Prisoners who were convicted of murder but didn’t kill anyone have been granted the right to legal representation when they challenge their conviction.
The California Supreme Court ruled unanimously in July that inmates whose claims meet the basic standards of the law are entitled to an attorney to prepare and argue their case in Superior Courts. This “furthers the purpose of the law,” Justice Joshua Groban said in the 7-0 ruling.
Senate Bill 1437 by Sen. Nancy Skinner, D-Berkeley, took effect in 2019. It says that a murder conviction is only allowed if the defendant intended the killing and directly aided in it, the San Francisco Chronicle reported July 26.
This ruling applied retroactively, which allowed prisoners to challenge their murder conviction. But until the July ruling, most of California’s appellate courts have refused to require that an attorney be appointed before a local judge holds the initial hearing.

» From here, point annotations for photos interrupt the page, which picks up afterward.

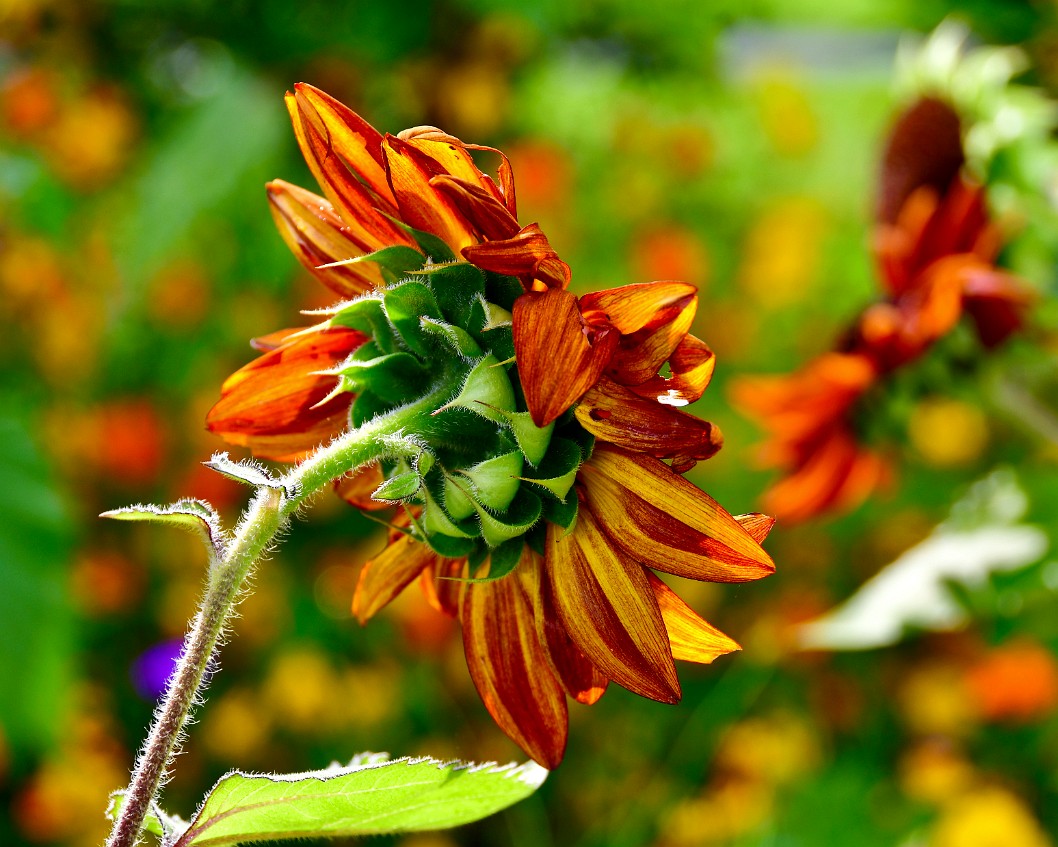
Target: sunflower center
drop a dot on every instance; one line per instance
(478, 477)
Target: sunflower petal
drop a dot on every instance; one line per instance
(666, 522)
(388, 573)
(317, 236)
(614, 413)
(580, 679)
(692, 639)
(422, 205)
(654, 317)
(605, 603)
(340, 149)
(527, 255)
(275, 404)
(557, 362)
(510, 668)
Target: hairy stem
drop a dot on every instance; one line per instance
(266, 515)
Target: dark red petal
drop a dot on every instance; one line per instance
(557, 363)
(666, 522)
(273, 405)
(527, 255)
(606, 605)
(510, 668)
(616, 415)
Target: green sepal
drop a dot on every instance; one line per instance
(457, 502)
(533, 440)
(396, 262)
(366, 406)
(559, 468)
(404, 306)
(458, 339)
(496, 480)
(457, 287)
(487, 391)
(400, 376)
(503, 560)
(436, 249)
(435, 520)
(503, 290)
(367, 315)
(562, 513)
(398, 488)
(524, 512)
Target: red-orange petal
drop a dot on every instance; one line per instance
(422, 206)
(579, 678)
(666, 522)
(510, 668)
(479, 206)
(605, 603)
(692, 638)
(691, 366)
(557, 363)
(527, 255)
(349, 136)
(273, 404)
(335, 152)
(614, 413)
(388, 573)
(317, 236)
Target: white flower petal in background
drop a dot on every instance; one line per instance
(981, 537)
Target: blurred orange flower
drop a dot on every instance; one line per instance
(935, 250)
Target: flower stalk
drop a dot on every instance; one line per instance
(265, 516)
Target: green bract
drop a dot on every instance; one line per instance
(477, 474)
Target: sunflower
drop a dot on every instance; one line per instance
(935, 250)
(537, 502)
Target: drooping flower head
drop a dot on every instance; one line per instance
(536, 497)
(935, 247)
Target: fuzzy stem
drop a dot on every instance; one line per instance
(266, 515)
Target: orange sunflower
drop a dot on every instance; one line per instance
(935, 250)
(537, 499)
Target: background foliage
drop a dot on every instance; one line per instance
(732, 145)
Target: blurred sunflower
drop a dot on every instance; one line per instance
(542, 542)
(935, 249)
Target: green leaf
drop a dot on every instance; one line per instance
(368, 797)
(195, 516)
(250, 473)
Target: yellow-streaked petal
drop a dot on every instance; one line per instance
(666, 522)
(510, 668)
(605, 603)
(692, 638)
(557, 363)
(388, 573)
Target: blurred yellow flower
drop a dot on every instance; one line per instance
(988, 817)
(948, 433)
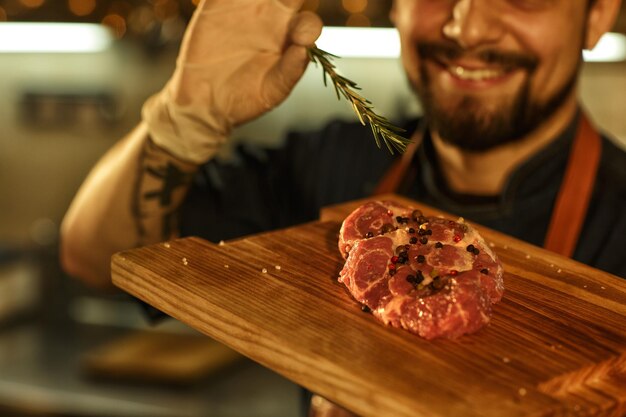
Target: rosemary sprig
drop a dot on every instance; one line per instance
(382, 129)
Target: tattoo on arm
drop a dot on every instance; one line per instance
(161, 184)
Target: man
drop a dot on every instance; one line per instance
(497, 80)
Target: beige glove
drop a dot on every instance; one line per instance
(238, 59)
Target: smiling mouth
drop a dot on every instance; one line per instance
(475, 74)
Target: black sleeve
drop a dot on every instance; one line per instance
(260, 189)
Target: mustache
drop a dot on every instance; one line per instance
(449, 52)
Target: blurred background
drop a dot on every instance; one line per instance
(66, 350)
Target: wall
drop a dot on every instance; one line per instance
(42, 163)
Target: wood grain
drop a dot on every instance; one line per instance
(556, 344)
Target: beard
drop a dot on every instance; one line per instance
(469, 124)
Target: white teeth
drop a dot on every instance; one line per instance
(474, 75)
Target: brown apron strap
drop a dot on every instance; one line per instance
(572, 200)
(574, 195)
(390, 181)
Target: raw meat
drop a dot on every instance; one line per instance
(431, 276)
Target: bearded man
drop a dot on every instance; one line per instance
(502, 133)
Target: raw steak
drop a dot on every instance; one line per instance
(431, 276)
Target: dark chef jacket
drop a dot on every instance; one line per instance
(267, 189)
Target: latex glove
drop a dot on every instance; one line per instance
(238, 59)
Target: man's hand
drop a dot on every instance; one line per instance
(238, 59)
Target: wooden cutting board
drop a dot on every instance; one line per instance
(556, 344)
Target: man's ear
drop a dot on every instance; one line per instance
(600, 19)
(393, 12)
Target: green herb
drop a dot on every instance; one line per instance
(382, 129)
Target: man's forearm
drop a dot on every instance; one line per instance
(130, 198)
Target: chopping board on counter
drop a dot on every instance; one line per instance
(556, 344)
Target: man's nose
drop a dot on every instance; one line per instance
(474, 23)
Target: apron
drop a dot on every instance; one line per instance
(572, 201)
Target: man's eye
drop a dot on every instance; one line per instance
(532, 4)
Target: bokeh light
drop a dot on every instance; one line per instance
(81, 7)
(32, 3)
(117, 24)
(358, 20)
(354, 6)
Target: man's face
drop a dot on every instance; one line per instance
(495, 70)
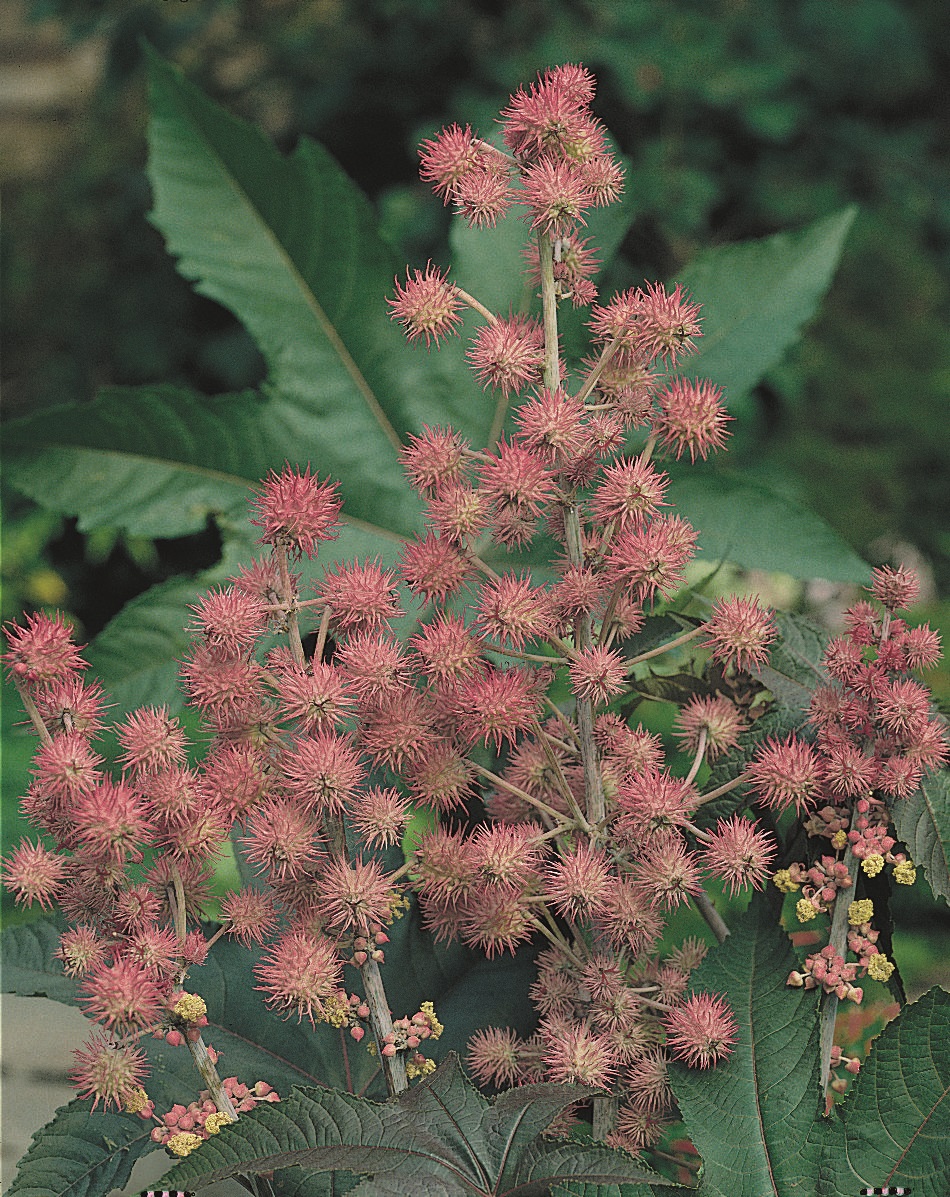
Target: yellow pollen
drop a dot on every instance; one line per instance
(190, 1008)
(860, 912)
(183, 1143)
(213, 1123)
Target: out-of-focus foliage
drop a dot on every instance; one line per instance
(738, 117)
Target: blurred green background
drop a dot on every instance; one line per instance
(737, 117)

Now, incarcerated people who want to challenge their life sentences will be represented at an early stage in the case by a court-appointed attorney. The attorney can help the prisoners, who often do not understand the process of law, to navigate the appeal process.
Sen. Skinner had joined prisoners’ rights advocates in urging the court to require the early appointment of legal counsel.
“Many people in our prisons cannot read. Many people in our prison system have a limited education. Many people in our prisons have limited English comprehension. Many people in our prisons have intellectual disabilities or have been diagnosed with mental disorder,” said Skinner.
“The Legislature designed (SB1437) to give it as broad application as possible, to identify people who should be serving sentences for lesser crimes that they actually committed and not for murders that someone else committed. Too many courts made it unreasonably hard for them to get in the courthouse door,” said attorney Robert Bacon.
Bacon represents Vince E. Lewis, a Los Angeles man challenging his murder conviction. Lewis, a gang member, was sitting in the car when another gang member fatally shot Darsy Noriega, allegedly a member of the same gang.
California Attorney General Rob Bonta’s office had argued, along with county prosecutors, to uphold Lewis’s conviction. After the July ruling, the AG’s office declined to comment.